20 Seafood Restaurant Orders You Might Regret

seafood and fish

Not all seafood is safe or sustainable! These 20 seafood restaurant orders might not be worth the risk. While seafood can be a delightful treat, it’s important to be aware of the potential dangers lurking beneath the surface.

From health risks associated with high mercury levels to ethical concerns and sustainability issues, this article will help you navigate the seafood menu with caution.

Explore the reasons behind these risky choices and discover safer, more sustainable alternatives.

1. Raw Oysters

Raw Oysters
© grillthissmokethat

Raw oysters can harbor dangerous bacteria like Vibrio and norovirus, putting you at risk for severe food poisoning. These pathogens pose a special threat to anyone with a weakened immune system, making raw oysters a risky indulgence.

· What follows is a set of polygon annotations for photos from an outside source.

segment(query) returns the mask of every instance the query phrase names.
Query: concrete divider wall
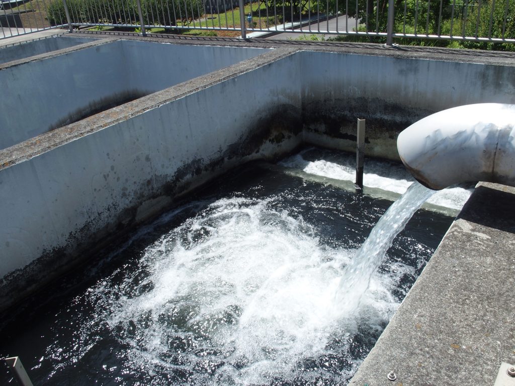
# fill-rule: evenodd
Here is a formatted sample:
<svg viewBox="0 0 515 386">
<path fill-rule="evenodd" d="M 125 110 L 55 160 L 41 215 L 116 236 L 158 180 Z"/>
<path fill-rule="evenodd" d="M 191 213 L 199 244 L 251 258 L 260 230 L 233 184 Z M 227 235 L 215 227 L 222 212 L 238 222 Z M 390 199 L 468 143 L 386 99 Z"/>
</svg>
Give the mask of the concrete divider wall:
<svg viewBox="0 0 515 386">
<path fill-rule="evenodd" d="M 458 61 L 313 51 L 301 54 L 304 137 L 353 151 L 367 119 L 368 155 L 398 159 L 400 131 L 463 104 L 515 103 L 514 68 Z"/>
<path fill-rule="evenodd" d="M 177 194 L 298 146 L 289 132 L 301 129 L 299 63 L 288 57 L 169 102 L 173 87 L 153 94 L 143 99 L 159 107 L 0 167 L 0 308 Z"/>
<path fill-rule="evenodd" d="M 105 72 L 108 84 L 111 74 L 129 87 L 148 82 L 150 91 L 184 75 L 185 67 L 173 65 L 173 52 L 184 54 L 178 62 L 196 52 L 199 63 L 205 62 L 203 52 L 225 63 L 231 61 L 224 52 L 239 51 L 164 46 L 170 50 L 121 41 L 76 57 L 84 55 L 97 69 L 113 65 Z M 353 150 L 358 117 L 367 119 L 367 154 L 395 157 L 399 131 L 422 116 L 448 105 L 515 102 L 511 65 L 296 49 L 238 54 L 240 59 L 265 52 L 16 145 L 12 162 L 0 150 L 0 308 L 15 300 L 8 295 L 13 290 L 23 295 L 97 241 L 247 161 L 284 154 L 302 141 Z M 130 64 L 114 66 L 119 57 Z M 165 74 L 157 80 L 151 79 L 154 61 Z M 91 85 L 85 78 L 83 84 Z M 24 155 L 24 147 L 33 145 L 42 149 L 37 156 Z"/>
<path fill-rule="evenodd" d="M 0 149 L 265 51 L 121 40 L 2 68 Z"/>
<path fill-rule="evenodd" d="M 67 48 L 96 40 L 94 38 L 83 37 L 53 36 L 15 45 L 0 47 L 0 63 Z"/>
</svg>

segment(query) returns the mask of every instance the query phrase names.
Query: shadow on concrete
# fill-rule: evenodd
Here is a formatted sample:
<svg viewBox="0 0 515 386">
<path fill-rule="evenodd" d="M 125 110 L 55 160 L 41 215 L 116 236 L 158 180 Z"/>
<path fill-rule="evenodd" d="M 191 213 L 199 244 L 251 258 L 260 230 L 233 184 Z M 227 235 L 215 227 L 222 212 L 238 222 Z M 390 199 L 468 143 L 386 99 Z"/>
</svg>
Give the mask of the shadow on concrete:
<svg viewBox="0 0 515 386">
<path fill-rule="evenodd" d="M 515 188 L 482 183 L 475 188 L 457 218 L 515 233 Z"/>
</svg>

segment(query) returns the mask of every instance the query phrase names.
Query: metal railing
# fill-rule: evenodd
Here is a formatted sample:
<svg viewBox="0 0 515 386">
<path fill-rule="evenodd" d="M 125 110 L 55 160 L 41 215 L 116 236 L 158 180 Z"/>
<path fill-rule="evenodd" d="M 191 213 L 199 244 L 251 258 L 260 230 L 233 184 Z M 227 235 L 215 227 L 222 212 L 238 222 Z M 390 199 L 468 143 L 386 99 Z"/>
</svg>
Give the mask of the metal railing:
<svg viewBox="0 0 515 386">
<path fill-rule="evenodd" d="M 515 43 L 515 0 L 11 0 L 6 8 L 0 25 L 16 33 L 65 27 L 145 34 L 164 28 L 244 38 L 339 35 L 388 45 L 397 38 Z M 2 29 L 0 38 L 14 34 Z"/>
</svg>

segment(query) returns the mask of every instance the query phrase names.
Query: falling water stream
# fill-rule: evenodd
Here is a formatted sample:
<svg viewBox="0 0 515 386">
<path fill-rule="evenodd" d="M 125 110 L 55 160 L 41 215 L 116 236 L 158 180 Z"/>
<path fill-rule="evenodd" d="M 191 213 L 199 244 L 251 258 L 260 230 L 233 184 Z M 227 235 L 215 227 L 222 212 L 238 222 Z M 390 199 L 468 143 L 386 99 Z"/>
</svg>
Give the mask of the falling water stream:
<svg viewBox="0 0 515 386">
<path fill-rule="evenodd" d="M 452 218 L 403 230 L 427 197 L 410 188 L 358 252 L 391 202 L 290 170 L 235 170 L 92 256 L 2 315 L 0 356 L 36 385 L 346 384 Z"/>
<path fill-rule="evenodd" d="M 393 239 L 435 192 L 414 182 L 381 216 L 356 256 L 345 267 L 340 279 L 335 304 L 340 308 L 342 315 L 348 315 L 358 309 L 372 275 L 379 268 Z"/>
</svg>

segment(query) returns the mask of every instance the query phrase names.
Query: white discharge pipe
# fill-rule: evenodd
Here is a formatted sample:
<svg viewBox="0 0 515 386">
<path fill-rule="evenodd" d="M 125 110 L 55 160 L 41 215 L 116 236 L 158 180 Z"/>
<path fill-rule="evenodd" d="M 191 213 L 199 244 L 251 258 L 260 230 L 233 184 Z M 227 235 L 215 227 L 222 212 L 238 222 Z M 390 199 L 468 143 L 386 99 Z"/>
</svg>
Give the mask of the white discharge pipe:
<svg viewBox="0 0 515 386">
<path fill-rule="evenodd" d="M 397 139 L 401 159 L 435 190 L 462 182 L 515 186 L 515 104 L 478 103 L 426 117 Z"/>
</svg>

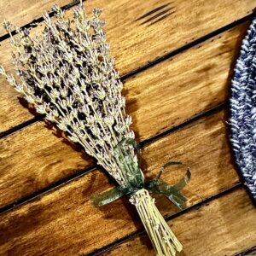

If you crave their briny flavor, choose grilled or fried oysters instead. Thorough cooking helps kill harmful bacteria and still delivers that ocean-fresh taste without jeopardizing your health.

2. Shark Fin Soup

Shark Fin Soup
© liulipalace

Shark fin soup is infamous for the brutal practice of finning, which devastates shark populations and disrupts entire marine ecosystems. This tradition raises serious ethical and environmental concerns that can’t be overlooked.

Plus, shark fins often carry high mercury levels, posing a health hazard if consumed regularly. If you want a similar texture or flavor, opt for imitation shark fin or a hearty plant-based alternative.

3. Bluefin Tuna

Bluefin Tuna
© riffe_international

Bluefin tuna has an intense following among sushi lovers, leading to rampant overfishing that’s pushed this prized species close to collapse. Its declining numbers reflect a global demand with little room for recovery.

Beyond sustainability concerns, bluefin tuna carries notable mercury levels. For a safer bite, swap in skipjack or albacore tuna, which offer delicious flavor without the hefty ecological footprint.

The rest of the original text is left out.